Лера, однако, поступила с запиской, как и Владик с бумагами отца: она ее сжигать не стала, хотя по совершенно иным соображениям.
На следующий же день она встретилась с Александром Федосеевичем на конспиративной квартире – той самой, где когда-то, прошлым декабрем, определялась дальнейшая судьба Иноземцева и где было принято решение начать оперативную игру с Марией Стоичковой.
На сей раз присутствовали только двое: полковник Пнин и она. Он пригласил ее сесть за стол. Достал из шкапчика бутылку вина – массандровского портвейна – и фрукты.
– О, нет, я не могу, – завозражала Лера, – мне возвращаться на работу.
– А ты, когда отпрашивалась у начальства, сказала, куда едешь?
– К смежникам, обсудить один узел.
– Кто у смежников начальник?
– Потапов.
– А, тот самый! Членкор и профессор в МВТУ?
– Кажется, да.
– Не волнуйся. Я позвоню к тебе в «ящик» от его имени и скажу, что ты задержишься.
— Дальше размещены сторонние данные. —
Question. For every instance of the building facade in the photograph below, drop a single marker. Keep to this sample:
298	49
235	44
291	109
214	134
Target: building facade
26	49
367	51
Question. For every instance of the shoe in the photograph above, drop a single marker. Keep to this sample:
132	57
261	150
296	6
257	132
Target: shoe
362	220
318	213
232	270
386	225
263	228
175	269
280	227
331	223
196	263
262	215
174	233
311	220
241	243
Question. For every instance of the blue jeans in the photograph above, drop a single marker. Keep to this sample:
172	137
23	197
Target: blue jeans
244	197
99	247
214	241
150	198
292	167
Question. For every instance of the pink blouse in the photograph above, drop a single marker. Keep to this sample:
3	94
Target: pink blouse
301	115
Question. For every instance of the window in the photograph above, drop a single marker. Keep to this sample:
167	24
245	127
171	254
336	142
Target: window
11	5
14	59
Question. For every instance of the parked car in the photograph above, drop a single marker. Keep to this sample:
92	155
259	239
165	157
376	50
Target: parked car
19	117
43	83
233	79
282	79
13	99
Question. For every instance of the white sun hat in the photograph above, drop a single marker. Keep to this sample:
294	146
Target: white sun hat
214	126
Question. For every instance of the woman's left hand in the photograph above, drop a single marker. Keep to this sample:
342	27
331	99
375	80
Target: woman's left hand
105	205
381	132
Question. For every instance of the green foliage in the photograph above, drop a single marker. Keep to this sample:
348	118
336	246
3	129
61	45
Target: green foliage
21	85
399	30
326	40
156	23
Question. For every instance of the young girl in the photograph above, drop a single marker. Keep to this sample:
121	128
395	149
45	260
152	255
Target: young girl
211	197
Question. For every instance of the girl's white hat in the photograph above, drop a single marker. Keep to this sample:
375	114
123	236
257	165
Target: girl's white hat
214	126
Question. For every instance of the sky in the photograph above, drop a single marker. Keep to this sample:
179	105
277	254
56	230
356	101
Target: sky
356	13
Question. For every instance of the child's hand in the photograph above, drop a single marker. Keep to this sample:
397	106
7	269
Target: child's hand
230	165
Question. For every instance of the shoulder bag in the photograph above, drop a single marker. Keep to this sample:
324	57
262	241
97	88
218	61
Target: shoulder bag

Твой начальник Потапова уважает.
– Откуда вы все знаете?
– Работа такая. А с мужем своим Виленом объяснишься сама, не маленькая. Тебе надо расслабиться.
Кудимовой ничего не оставалось делать, как согласиться.
Полковник налил ей в бокал вина.
– Ну, показывай записку.
Он прочитал ее, на просвет даже посмотрел. Сунул к себе в карман пиджака.
– Что же мне им отвечать? – всполохнулась Лера. Ситуация страшно нервировала ее. Если ДО записки и, главное, до ответа на нее можно было, наверное, отыграть назад и вернуться к прежнему состоянию – она, молодая женщина, комсомолка, работает над «космической» тематикой в секретном «ящике», двигает советскую науку и укрепляет обороноспособность страны, – то ПОСЛЕ отклика она становится предательницей Родины, или советской контрразведчицей, или шпионкой, или двойным агентом. Это уж как посмотреть.
– Давай лучше выпьем, моя дорогая. – Полковник невесть откуда достал коньяк и бокал, плеснул себе. Они чокнулись. – За успех нашей операции. – Лера выпила. – Закусывай, а то опьянеешь. – Девушка отщипнула виноград. В столице в это время года он был страшной редкостью, однако в закромах КГБ, как видно, имелся. Виноград был узбекский, дамские пальчики. И в этот момент, вместе с теплой волной опьянения от портвейна и душистой сладкой кислостью от винограда, Кудимова заметила устремленный на нее взгляд Александра Федосеевича. Взгляд этот был совсем не таким, каким старшие товарищи смотрят на младших товарищей по работе. В нем отчетливо читалась похоть. И Лера ахнула про себя: «Да ведь он меня кадрит! Ну, и что теперь мне делать?»